Run experiments

In the previous post, we saw why we couldn’t apply user stories or spikes for a big technical epic we’re working on: developing an efficient engine in addition to the default one for a subset of what the default one supports. With user stories, we have no control on what we’re doing, and we can’t commit on what we’ll deliver. Ultimately, it does not allow to show progress, because it doesn’t correspond to what we do.

The key here is that we are progressing. We know it. We could implement a basic engine, and validate that the performance improvement is what we could expect from it. We have an overall idea of big chunks of stuff that will need to be done to make it functional. We just can’t make it real according to agile by the book. But there is a solution: as this is what we do, let’s make iterative expirements come true.

I’d like to introduce a new type of backlog item: an experiment iteration. It’s a kind of spike slice, or lean startup applied to technical stuff:

  • Define an objective, that you may or may not achieve.
  • Timebox it. This timebox is the main acceptance criteria. The backlog item is over when the timebox is over, period.
  • Just do it until the timebox is over.
  • Validate non-regression.
  • When it’s over, the key is that you check what you learned. This is what you do in the validation/test/acceptance column. What you learned might be:
    • Ideally, a backlog.
    • Worst case, give up and rollback. You must always keep this option open.
    • We added this and that tool or feature and it’s ok.
    • We should add this to the non-regression campaign.
    • We couldn’t support that case.
    • This or that piece of code must be re-designed.
    • That part will take time.
    • We need to check what we want to get regarding this.
    • You should check if this works as you expect.
  • Decide where to go next, based on what you learned.

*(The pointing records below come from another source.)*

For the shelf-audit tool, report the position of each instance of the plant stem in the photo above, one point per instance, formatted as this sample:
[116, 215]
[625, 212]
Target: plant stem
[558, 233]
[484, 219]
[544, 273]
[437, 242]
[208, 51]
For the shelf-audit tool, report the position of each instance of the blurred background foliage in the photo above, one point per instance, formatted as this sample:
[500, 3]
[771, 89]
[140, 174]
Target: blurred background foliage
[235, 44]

Note that code branching or conditional compilation are not valid ways to avoid risks of regressions. They are only ways to delay risk, and thus to increase consequences. All experiments should be implemented in the trunk, using feature branching if necessary.

The main difference with a spike or a user story is that we focus on learning. It is transparent to everyone. You will be expected to implement the objective, because it is not the priority. We also make discoveries about the product and the code base more transparent, because there is no limit to what you might declare as learned. It might also save you some time during retrospective or andon meetings, because you already introspected on many technical topics.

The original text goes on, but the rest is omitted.